The intelligence agencies of the Russian Federation, often unofficially referred to in Russian as Special services (Спецслужбы), include:

- Federal Security Service (FSB), an agency responsible for counter-intelligence and other aspects of state security as well as intelligence-gathering in some countries, primarily those of the Commonwealth of Independent States (CIS); reports directly to the President of Russia.
- Main Directorate of Special Programs of the President of the Russian Federation (GUSP), is a federal executive agency that performs functions to ensure the fulfillment of the authority of the President of the Russian Federation in the field of mobilization training and mobilization in the Russian Federation. The scope of their competence is described in the Federal Law "On Mobilization Preparation and Mobilization in the Russian Federation."
- Foreign Intelligence Service (SVR), an agency concerned with collection of intelligence outside the CIS; reports directly to the President of Russia.
- Federal Protective Service (FSO), an agency concerned with the tasks related to the protection of several high-ranking state officials, mandated by the relevant law, including the Russian President, as well as certain federal properties; reports directly to the President of Russia.
- Main Intelligence Directorate (GRU), since 2010 officially the Main Directorate of the General Staff of the Russian Armed Forces (GU), the primary intelligence service of the Russian Armed Forces and is reputedly Russia's largest foreign intelligence agency.
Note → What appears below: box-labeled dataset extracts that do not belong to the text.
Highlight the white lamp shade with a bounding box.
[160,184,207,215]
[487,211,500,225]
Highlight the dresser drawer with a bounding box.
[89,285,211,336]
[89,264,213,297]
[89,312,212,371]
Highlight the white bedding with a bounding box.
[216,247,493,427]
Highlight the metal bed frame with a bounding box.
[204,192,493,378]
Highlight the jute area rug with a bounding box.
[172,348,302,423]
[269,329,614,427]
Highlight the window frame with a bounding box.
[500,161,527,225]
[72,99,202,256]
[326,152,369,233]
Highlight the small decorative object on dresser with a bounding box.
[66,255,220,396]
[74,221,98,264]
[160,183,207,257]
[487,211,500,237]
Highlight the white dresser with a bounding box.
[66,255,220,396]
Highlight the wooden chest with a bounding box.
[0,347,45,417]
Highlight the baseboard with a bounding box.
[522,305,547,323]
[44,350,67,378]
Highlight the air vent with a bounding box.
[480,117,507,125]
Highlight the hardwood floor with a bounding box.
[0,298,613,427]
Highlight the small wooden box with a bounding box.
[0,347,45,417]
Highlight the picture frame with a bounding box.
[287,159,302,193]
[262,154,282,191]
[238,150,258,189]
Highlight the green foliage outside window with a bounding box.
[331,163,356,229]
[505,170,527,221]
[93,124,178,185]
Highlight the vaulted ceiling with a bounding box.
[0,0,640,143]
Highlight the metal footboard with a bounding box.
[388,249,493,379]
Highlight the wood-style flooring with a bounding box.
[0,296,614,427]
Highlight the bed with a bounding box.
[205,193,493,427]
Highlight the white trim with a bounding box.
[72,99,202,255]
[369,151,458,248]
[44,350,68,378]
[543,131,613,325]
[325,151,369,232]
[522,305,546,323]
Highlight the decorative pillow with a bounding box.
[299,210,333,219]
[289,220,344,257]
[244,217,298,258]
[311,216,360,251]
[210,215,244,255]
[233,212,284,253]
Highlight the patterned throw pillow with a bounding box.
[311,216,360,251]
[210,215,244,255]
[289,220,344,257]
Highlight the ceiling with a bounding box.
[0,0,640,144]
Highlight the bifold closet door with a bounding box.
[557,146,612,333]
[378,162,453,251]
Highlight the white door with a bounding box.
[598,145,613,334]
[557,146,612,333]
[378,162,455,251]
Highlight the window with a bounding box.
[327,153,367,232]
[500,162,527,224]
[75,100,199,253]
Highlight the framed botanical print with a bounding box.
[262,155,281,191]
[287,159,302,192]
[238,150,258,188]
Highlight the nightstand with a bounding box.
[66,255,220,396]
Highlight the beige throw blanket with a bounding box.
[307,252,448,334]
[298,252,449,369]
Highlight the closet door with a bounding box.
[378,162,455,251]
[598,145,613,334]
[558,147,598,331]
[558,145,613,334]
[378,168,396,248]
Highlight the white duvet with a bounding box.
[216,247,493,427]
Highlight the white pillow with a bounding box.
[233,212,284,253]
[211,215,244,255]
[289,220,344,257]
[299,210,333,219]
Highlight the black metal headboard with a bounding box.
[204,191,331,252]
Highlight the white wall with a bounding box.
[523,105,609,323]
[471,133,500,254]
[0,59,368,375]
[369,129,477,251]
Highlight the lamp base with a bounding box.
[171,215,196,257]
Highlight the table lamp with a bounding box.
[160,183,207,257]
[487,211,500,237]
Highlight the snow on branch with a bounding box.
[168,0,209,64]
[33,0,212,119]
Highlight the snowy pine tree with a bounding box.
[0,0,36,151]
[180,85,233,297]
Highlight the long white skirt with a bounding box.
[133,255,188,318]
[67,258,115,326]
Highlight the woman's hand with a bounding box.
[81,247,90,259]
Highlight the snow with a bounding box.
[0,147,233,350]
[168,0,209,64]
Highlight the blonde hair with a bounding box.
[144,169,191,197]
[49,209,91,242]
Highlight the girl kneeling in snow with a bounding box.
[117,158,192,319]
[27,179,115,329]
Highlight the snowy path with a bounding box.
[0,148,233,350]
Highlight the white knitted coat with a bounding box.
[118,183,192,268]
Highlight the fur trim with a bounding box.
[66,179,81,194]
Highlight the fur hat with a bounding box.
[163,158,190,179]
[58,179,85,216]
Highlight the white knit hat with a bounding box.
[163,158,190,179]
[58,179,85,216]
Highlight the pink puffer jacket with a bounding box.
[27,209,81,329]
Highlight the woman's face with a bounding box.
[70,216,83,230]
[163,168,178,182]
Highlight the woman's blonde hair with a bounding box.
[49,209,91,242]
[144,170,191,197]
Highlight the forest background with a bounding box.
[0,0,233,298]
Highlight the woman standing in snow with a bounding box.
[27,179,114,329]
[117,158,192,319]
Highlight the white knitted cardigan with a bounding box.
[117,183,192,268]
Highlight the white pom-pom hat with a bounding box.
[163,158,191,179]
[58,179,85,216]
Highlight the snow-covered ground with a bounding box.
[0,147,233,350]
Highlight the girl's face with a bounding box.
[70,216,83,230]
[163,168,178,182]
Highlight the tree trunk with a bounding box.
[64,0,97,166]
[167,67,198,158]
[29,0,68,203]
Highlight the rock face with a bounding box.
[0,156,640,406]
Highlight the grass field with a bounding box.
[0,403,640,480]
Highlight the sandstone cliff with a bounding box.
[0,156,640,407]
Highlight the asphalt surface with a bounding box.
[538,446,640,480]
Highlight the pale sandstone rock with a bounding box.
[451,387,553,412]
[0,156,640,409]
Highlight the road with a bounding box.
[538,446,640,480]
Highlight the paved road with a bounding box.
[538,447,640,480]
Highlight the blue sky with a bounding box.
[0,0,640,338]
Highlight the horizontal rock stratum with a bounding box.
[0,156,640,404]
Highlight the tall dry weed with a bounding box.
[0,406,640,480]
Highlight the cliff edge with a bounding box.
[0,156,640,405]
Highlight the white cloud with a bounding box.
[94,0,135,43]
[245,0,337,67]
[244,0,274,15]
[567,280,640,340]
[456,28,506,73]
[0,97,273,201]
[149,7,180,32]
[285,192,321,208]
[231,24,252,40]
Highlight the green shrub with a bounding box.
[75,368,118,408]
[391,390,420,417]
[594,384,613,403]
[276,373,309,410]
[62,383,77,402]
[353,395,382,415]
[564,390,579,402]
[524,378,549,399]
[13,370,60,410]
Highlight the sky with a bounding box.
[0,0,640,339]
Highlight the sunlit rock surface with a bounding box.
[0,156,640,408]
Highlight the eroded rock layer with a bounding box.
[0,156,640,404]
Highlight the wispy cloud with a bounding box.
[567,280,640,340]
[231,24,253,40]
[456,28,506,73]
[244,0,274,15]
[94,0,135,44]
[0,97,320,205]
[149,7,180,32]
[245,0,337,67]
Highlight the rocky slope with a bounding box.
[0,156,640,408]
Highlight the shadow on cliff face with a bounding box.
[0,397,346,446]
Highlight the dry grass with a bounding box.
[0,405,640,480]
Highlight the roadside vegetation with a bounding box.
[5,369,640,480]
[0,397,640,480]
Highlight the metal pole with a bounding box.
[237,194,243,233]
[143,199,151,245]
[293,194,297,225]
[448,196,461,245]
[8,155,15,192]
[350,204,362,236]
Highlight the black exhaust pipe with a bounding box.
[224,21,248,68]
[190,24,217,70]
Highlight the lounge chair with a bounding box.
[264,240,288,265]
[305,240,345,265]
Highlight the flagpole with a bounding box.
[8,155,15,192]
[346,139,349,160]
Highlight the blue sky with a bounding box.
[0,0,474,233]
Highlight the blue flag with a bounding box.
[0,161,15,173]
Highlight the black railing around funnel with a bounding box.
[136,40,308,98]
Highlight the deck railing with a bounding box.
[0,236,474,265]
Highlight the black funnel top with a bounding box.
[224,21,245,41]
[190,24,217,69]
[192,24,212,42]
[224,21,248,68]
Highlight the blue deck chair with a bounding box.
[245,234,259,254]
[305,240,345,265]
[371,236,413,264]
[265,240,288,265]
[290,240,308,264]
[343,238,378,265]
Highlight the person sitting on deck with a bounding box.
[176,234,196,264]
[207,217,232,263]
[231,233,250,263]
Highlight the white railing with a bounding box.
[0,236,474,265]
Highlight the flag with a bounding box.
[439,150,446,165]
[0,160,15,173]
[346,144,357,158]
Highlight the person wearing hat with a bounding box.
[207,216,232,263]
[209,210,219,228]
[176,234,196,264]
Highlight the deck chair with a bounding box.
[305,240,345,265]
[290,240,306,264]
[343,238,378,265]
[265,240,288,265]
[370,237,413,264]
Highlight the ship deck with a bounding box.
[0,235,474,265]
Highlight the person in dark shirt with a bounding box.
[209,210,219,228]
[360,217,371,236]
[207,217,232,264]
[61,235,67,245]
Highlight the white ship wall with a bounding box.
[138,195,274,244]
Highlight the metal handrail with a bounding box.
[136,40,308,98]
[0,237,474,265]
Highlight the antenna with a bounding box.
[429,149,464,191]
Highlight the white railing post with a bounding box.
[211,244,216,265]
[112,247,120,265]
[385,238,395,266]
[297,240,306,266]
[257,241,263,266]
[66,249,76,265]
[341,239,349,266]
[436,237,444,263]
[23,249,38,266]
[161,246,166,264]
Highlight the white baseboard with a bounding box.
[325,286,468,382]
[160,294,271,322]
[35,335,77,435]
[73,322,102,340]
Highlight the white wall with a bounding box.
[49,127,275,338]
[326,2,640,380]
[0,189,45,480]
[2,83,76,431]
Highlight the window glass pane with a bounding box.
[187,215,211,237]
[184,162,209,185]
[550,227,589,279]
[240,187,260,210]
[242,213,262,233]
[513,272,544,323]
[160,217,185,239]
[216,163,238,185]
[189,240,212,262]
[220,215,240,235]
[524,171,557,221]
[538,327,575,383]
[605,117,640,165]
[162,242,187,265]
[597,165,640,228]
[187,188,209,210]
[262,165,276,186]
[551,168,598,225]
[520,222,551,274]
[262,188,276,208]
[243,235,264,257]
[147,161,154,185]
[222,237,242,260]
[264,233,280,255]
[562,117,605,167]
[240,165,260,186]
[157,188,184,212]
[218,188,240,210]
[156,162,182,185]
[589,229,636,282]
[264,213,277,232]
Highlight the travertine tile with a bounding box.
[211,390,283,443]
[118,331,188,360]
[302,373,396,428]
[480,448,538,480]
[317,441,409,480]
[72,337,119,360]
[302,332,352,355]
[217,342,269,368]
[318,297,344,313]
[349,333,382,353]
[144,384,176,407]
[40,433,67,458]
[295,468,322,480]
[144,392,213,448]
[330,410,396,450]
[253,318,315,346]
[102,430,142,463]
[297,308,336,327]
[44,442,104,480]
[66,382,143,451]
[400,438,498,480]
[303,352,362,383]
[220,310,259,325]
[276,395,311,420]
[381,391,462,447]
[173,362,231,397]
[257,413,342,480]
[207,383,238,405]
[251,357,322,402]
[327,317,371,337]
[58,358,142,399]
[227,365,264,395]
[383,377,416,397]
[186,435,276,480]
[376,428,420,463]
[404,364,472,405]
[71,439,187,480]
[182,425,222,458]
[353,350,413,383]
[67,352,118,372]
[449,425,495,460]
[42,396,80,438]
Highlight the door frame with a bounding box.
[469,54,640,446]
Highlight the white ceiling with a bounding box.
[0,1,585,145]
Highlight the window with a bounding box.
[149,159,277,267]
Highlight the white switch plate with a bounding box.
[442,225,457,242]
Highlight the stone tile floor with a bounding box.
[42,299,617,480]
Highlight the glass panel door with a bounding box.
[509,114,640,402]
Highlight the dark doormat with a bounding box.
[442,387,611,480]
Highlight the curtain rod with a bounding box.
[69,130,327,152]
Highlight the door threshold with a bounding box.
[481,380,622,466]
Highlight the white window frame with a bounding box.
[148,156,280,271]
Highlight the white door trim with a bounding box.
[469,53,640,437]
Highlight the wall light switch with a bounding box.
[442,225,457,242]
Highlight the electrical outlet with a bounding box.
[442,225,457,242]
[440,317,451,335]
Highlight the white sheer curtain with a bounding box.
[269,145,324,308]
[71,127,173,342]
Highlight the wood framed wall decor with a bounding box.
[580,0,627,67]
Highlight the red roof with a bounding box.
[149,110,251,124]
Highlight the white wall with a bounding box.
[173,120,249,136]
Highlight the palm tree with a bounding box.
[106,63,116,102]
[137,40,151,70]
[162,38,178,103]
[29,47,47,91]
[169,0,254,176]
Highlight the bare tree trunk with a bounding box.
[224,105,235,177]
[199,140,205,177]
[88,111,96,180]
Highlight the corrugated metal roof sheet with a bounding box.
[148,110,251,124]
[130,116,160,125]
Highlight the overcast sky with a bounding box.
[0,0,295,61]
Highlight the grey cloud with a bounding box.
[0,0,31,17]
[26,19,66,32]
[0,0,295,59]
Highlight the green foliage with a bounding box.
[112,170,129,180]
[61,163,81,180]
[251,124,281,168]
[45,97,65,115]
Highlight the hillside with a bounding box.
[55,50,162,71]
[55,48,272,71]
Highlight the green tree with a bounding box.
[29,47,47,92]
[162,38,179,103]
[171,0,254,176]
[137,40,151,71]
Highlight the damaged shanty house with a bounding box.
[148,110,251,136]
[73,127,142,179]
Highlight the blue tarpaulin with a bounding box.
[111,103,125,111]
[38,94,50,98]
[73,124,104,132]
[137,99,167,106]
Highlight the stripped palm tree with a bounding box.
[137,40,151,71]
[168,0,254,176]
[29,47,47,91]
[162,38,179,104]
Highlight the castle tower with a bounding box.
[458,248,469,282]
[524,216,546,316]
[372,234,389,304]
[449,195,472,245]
==Coordination and parliamentary supervision==
The SVR, FSB, FSO and GUSP are all successor agencies to the Soviet Union′s KGB, are administratively independent of each other and report to the President of Russia, who under law is in charge of directing these agencies. The GRU is a structural component of the Russian General Staff, and its director reports to the Chief of the General Staff and the Minister of Defence and to a certain extent may also answer to the President of Russia if ordered so.

The Director of FSB and Director of SVR are permanent ex officio members of the Security Council of Russia, a consultative body under the president of Russia. Although the Director of FSO is not classified as a member of the Russian Security Council, he is invited to join in the meetings when ordered by the President.

Parliamentary supervision over the intelligence community in Russia is undertaken by the Federation Council's Committee for Security and Defense, and the Committee for Security and Anti-Corruption of the State Duma, which supervises Russia's intelligence and security services.